C: 85.6 / 12.01 = 7.127 moles
H : 14.4 g/1.01 = 14.25 moles
Divide by 7.127: C 1 and H 2

Explanation

Change percent to grams: 85.6 g C and 14.4 g Hydrogen.
Empirical formula is the simplest whole number ratio of moles.
Change grams to moles (divide by molar mass).
C: 85.6 / 12.01 = 7.127 moles
H : 14.4 g/1.01 = 14.25 moles
Divide by 7.127: C 1 and H 2

9. What is the percentage of Sulfur in SF₂?

32.06 % Sulfur

25% Sulfur

45.7 % Sulfur

62.67 % Sulfur

The correct answer is 70.06% Sulfur. This is because SF2 is a compound made up of one sulfur atom and two fluorine atoms. To calculate the percentage of sulfur in SF2, we need to find the molar mass of sulfur and divide it by the molar mass of SF2, then multiply by 100. The molar mass of sulfur is 32.06 g/mol, and the molar mass of SF2 is 70.06 g/mol. So, (32.06 g/mol / 70.06 g/mol) * 100 = 45.7%.

Explanation

The correct answer is 70.06% Sulfur. This is because SF2 is a compound made up of one sulfur atom and two fluorine atoms. To calculate the percentage of sulfur in SF2, we need to find the molar mass of sulfur and divide it by the molar mass of SF2, then multiply by 100. The molar mass of sulfur is 32.06 g/mol, and the molar mass of SF2 is 70.06 g/mol. So, (32.06 g/mol / 70.06 g/mol) * 100 = 45.7%.

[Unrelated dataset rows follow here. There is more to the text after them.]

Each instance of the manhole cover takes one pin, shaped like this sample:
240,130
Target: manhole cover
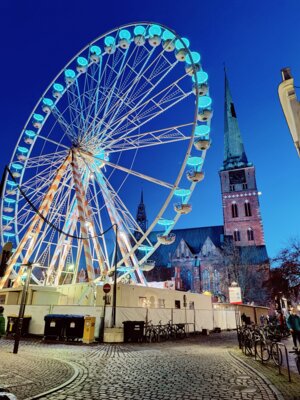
238,387
249,389
244,389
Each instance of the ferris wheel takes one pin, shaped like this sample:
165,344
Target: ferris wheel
131,110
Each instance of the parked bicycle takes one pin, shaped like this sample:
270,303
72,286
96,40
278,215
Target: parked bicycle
297,358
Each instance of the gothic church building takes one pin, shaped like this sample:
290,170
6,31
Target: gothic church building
211,258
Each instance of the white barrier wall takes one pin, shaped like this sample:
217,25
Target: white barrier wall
202,319
224,319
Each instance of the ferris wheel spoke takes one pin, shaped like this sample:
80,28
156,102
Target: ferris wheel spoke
131,223
115,123
155,114
46,159
140,175
140,106
130,88
152,138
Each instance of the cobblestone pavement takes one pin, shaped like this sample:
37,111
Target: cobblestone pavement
199,368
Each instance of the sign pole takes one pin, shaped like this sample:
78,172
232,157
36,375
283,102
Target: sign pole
22,309
114,305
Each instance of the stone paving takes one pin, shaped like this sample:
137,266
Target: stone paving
199,368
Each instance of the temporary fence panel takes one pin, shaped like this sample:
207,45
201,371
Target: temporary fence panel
130,314
159,315
203,320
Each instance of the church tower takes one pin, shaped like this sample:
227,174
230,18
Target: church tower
141,217
241,211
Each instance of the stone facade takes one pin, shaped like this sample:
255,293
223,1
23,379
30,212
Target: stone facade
241,210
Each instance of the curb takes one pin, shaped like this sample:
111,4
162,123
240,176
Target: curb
274,389
76,373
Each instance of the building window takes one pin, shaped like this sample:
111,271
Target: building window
206,281
216,282
248,209
143,302
234,210
161,303
232,110
236,236
250,234
177,303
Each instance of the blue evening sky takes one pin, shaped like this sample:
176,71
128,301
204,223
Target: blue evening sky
254,38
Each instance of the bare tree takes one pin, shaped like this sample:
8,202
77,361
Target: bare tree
250,277
285,274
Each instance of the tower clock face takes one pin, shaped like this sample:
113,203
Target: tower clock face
237,176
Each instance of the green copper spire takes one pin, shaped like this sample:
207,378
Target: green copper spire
234,152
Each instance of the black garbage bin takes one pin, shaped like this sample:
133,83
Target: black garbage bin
12,325
133,331
54,326
74,325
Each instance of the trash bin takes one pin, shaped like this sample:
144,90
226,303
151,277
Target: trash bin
89,329
133,331
54,326
12,325
74,325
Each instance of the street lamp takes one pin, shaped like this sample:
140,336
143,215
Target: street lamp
114,304
290,105
18,333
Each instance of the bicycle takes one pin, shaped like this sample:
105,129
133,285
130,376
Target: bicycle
297,358
151,334
180,331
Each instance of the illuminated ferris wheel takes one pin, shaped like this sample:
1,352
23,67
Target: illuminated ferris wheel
131,110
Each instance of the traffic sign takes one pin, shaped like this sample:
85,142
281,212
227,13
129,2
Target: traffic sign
235,295
106,288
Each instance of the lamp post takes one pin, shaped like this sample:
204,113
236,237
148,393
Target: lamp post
18,333
114,304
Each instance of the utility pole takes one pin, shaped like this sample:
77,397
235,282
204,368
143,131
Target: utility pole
114,305
18,333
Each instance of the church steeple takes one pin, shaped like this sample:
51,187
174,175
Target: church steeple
234,152
241,210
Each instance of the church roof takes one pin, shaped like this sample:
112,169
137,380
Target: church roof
253,255
234,152
194,238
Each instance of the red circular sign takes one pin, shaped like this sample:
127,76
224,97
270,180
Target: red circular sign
106,288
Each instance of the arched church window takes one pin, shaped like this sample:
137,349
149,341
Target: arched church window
216,282
236,235
250,234
234,210
206,280
247,209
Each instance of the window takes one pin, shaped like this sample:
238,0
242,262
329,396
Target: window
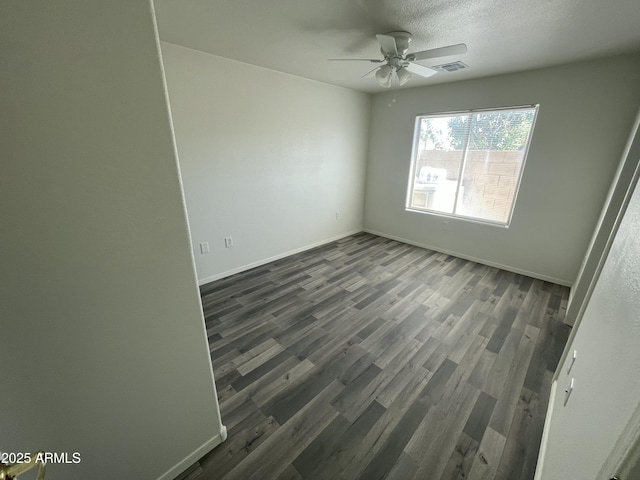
470,164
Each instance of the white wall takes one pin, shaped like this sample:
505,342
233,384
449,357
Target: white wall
266,157
102,342
586,111
580,435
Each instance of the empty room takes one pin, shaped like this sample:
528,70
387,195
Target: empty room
321,240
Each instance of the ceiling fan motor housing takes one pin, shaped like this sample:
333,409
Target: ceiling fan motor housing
402,42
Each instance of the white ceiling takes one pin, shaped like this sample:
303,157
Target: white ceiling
298,36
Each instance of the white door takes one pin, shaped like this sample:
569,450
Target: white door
586,425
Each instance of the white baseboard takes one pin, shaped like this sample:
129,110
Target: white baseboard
474,259
196,455
545,431
228,273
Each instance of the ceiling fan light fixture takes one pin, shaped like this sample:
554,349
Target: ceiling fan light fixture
383,76
403,75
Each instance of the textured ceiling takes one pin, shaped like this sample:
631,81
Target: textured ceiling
298,36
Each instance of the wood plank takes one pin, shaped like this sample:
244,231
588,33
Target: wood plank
368,358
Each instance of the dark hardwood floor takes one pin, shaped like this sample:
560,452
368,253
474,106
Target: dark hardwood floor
368,358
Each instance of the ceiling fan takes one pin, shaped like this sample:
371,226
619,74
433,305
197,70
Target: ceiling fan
398,63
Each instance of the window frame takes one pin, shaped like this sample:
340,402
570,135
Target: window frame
414,163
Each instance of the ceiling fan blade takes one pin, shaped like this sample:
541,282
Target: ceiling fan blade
388,44
372,60
370,72
458,49
420,70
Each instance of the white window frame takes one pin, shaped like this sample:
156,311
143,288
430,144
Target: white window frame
414,163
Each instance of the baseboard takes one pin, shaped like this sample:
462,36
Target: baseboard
474,259
196,455
228,273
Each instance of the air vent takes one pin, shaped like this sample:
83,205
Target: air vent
450,67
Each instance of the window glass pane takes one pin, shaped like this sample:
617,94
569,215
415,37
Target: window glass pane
438,163
469,164
496,149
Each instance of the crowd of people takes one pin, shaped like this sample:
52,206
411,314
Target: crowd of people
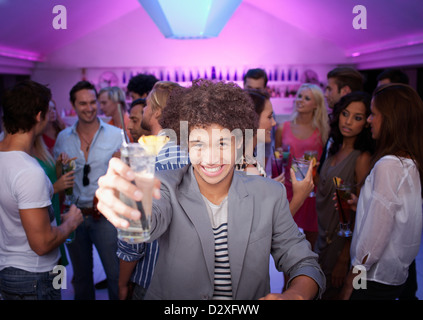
218,214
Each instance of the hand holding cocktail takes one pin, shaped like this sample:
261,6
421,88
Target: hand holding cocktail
141,157
118,179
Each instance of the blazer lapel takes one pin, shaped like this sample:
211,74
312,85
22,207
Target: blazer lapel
240,218
190,199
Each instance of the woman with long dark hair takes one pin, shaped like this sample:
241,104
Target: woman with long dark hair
388,223
349,159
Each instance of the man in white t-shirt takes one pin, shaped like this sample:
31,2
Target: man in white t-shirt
29,236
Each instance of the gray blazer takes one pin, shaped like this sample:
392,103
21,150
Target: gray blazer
259,224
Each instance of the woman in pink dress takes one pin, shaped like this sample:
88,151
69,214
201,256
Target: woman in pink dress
307,131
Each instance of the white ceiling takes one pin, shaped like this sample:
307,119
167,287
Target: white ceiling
27,24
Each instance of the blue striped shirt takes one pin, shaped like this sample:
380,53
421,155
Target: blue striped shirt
169,158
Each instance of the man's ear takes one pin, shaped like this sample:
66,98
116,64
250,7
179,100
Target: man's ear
345,90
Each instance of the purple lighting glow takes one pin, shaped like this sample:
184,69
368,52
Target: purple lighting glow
19,54
190,19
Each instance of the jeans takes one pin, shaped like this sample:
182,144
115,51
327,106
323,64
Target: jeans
103,235
17,284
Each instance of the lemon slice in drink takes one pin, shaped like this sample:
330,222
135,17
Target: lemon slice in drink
153,144
337,181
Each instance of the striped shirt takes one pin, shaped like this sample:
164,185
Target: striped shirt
169,158
222,273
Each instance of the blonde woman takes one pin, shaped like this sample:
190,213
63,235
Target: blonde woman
307,130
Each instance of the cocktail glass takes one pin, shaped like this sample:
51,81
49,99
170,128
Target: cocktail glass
143,164
300,167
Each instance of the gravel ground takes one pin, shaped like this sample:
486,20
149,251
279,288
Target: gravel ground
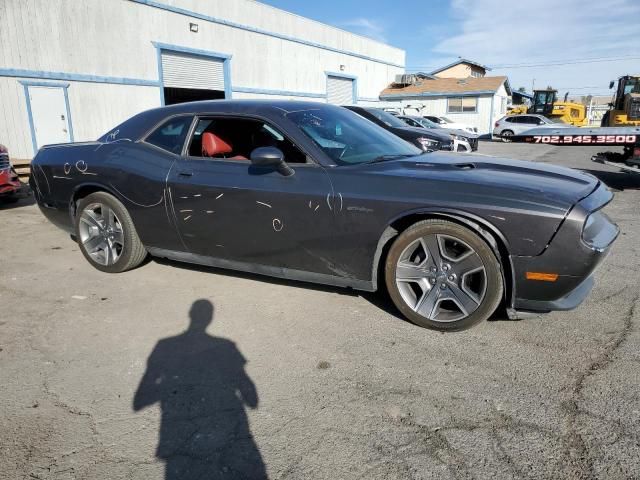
186,372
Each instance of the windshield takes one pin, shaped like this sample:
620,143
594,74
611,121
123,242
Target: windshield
386,117
349,139
426,123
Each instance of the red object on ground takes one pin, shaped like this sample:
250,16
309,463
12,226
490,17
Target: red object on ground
9,182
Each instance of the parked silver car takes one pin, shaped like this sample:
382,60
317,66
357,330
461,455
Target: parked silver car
511,125
464,141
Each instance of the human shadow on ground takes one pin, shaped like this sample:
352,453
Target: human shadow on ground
202,388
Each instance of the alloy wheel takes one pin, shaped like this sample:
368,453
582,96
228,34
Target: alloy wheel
441,278
101,233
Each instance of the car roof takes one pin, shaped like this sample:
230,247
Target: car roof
138,125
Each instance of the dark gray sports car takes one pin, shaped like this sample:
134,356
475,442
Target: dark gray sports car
312,192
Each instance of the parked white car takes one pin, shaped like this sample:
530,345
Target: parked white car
444,122
511,125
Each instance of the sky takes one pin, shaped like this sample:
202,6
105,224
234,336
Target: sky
575,46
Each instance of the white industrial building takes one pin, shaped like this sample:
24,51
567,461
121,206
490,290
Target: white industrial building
72,69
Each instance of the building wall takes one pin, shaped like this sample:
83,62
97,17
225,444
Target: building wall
104,51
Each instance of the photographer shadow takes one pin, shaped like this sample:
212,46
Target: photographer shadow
202,388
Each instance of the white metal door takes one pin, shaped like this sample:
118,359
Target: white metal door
183,70
50,115
339,90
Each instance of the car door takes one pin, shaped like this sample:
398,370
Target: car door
227,209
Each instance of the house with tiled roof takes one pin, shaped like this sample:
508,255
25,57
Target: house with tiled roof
474,99
461,68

10. What is the percentage of copper in Copper sulphate?

25.47%

47.675

33.33%

75.24%

The correct answer is 25.47%. Copper sulfate is composed of copper and sulfate ions. The molar mass of copper sulfate is 159.609 g/mol, and the molar mass of copper is 63.546 g/mol. By dividing the molar mass of copper by the molar mass of copper sulfate and multiplying by 100, we can calculate the percentage of copper in copper sulfate. The calculation yields 39.811%, which is approximately equal to 25.47% when rounded to two decimal places.

Explanation

The correct answer is 25.47%. Copper sulfate is composed of copper and sulfate ions. The molar mass of copper sulfate is 159.609 g/mol, and the molar mass of copper is 63.546 g/mol. By dividing the molar mass of copper by the molar mass of copper sulfate and multiplying by 100, we can calculate the percentage of copper in copper sulfate. The calculation yields 39.811%, which is approximately equal to 25.47% when rounded to two decimal places.